Smallest volume = liquid

Largest volume = gas

Middle volume = an unstable state you can't really reach

To determine whether a given temperature and pressure gives the liquid or the gas you must compare the Gibbs free energy, $G$, between the liquid and gas roots as determined from solving the cubic equation.

The change in Gibbs free energy from liquid to gas is given by

$\Delta G = \int_{liquid}^{gas}{V dP}$

where $P$ and $V$ are pressure and volume along a path of constant temperature. Note that the need for constant temperature; you can't just hold pressure constant and change the volume because that is not constant temperature.

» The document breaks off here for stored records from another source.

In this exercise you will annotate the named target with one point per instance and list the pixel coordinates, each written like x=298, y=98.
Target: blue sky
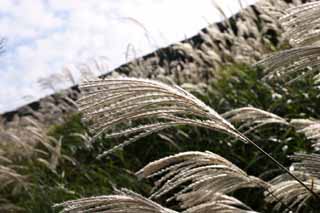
x=46, y=36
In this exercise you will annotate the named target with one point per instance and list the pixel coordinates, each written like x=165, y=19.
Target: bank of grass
x=234, y=86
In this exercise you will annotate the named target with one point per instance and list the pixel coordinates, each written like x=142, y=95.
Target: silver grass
x=120, y=101
x=310, y=128
x=205, y=173
x=291, y=65
x=291, y=194
x=115, y=103
x=124, y=201
x=221, y=203
x=251, y=118
x=308, y=163
x=10, y=177
x=301, y=24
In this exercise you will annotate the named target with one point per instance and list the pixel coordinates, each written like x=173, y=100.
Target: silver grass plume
x=301, y=24
x=221, y=203
x=291, y=194
x=112, y=102
x=118, y=101
x=251, y=118
x=123, y=201
x=205, y=173
x=307, y=163
x=310, y=128
x=291, y=65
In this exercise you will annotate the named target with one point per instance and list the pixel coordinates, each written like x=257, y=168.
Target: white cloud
x=45, y=35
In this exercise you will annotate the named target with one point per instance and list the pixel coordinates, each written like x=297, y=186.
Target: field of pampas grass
x=245, y=140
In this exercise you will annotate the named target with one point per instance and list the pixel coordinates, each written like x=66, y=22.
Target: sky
x=45, y=37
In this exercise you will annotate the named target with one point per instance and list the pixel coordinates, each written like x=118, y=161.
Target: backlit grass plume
x=293, y=64
x=205, y=174
x=117, y=102
x=301, y=24
x=113, y=103
x=221, y=203
x=128, y=201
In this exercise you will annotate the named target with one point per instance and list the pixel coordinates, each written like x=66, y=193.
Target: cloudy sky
x=47, y=36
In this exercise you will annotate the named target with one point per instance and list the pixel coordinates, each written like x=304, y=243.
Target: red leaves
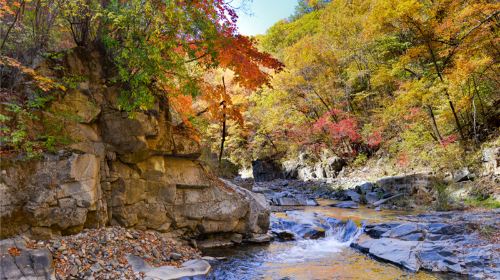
x=449, y=139
x=239, y=54
x=14, y=251
x=346, y=128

The proper way to do it is to render

$dP=(dP/dV) dV$

where the derivative $dP/dV$ is obtained as a function of temperature and volume by differentiating the equation of state at constant temperature. Then you have

$\Delta G = \int_{liquid}^{gas}{V(dP/dV) dV}$

with $dP/dV$ known as a function of volume at constant temperature. You carry out the integral, which requires knowing how to integrate rational functions, and check whether $\Delta G$ is positive, negative, or zero:

$\Delta G>0$ means liquid has lower free energy, so liquid is more stable. You plot the point for the liquid phase root.

$\Delta G<0$ means gas has lower free energy, so gas is more stable. You plot the point for the gas phase root.

$\Delta G=0$ means both phases have the same free energy, you hit the equilibrium between liquid and gas. You plot both points and connect them with a line segment corresponding to both phases in equilibrium. Jackpot!